Rat cardiopulmonary bypass model: application of a miniature extracorporeal circuit composed of asanguinous prime.

A clinically relevant rat cardiopulmonary bypass (CPB) model would be a valuable tool for investigating pathophysiological and therapeutic strategies on bypass. Previous rat CPB models have been described in the literature; however, they have many limitations, including large circuit surface area, the inability to achieve full bypass, and donor blood requirements for prime. Therefore, we have established a rat CPB model designed to overcome these limitations.
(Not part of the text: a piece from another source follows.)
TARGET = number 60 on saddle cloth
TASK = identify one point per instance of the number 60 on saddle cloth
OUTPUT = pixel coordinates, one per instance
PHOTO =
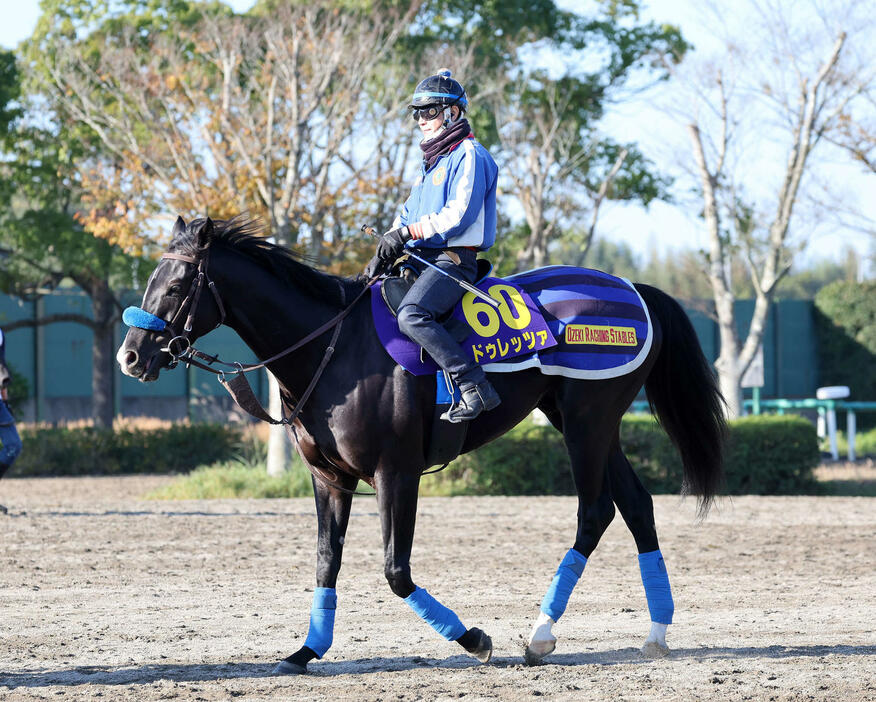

The miniature circuit consisted of a filtered reservoir, heat exchanger, membrane oxygenator (surface area = 0.02 m2) with a static priming volume of 2.8 mL, and an inline blood gas monitor. The circuit was primed with 9.5+/-0.5 mL of crystalloid solution and CPB was established on male Sprague-Dawley rats (430-475 g, n = 5) by cannulating the left common carotid artery and the right external jugular vein. The animals were placed on CPB at full flow (111+/-13 mL/kg/ min) for 1 hour and were monitored for and additional 2 hours after the CPB procedure. Hemodynamics, hemoglobin concentration (Hb), and blood gases were analyzed at three time intervals: before, during, and after CPB. The circuit performance was evaluated according to prime volume, compliance, hemodynamic parameters, and gas and heat exchange as described by modified AMMI standards. Data are expressed as mean+/-SD and a repeated-measures analysis of variance with post-Hoc test was used for data comparison between the three time intervals. The ratio of oxygenator surface area to subject body weight for this model is comparable with that of current human adult CPB practice (0.05 m2/kg vs 0.057 m2/kg) Full CPB was achieved and we observed clinically acceptable PaO2, PaCO2, and SvO2 values (209+/-86 mmHg, 25+/-2 mmHg, 78+/-8%, respectively) while on CPB. The use of asanguinous prime did produce statistically significant Hg reduction (15.7+/-0.76 vs. 9.2+/-0.59 g/dL) comparable with clinical practice. No statistically significant differences between pre- and post-CPB hemodynamics and blood gases were found in our study. We have established a miniature circuit consisting of asanquineous prime for a rat CPB model that maintains clinically acceptable results regarding hemodynamic parameters, blood gases, and hemodilution. This model would be valuable for further use in clinically relevant research studies.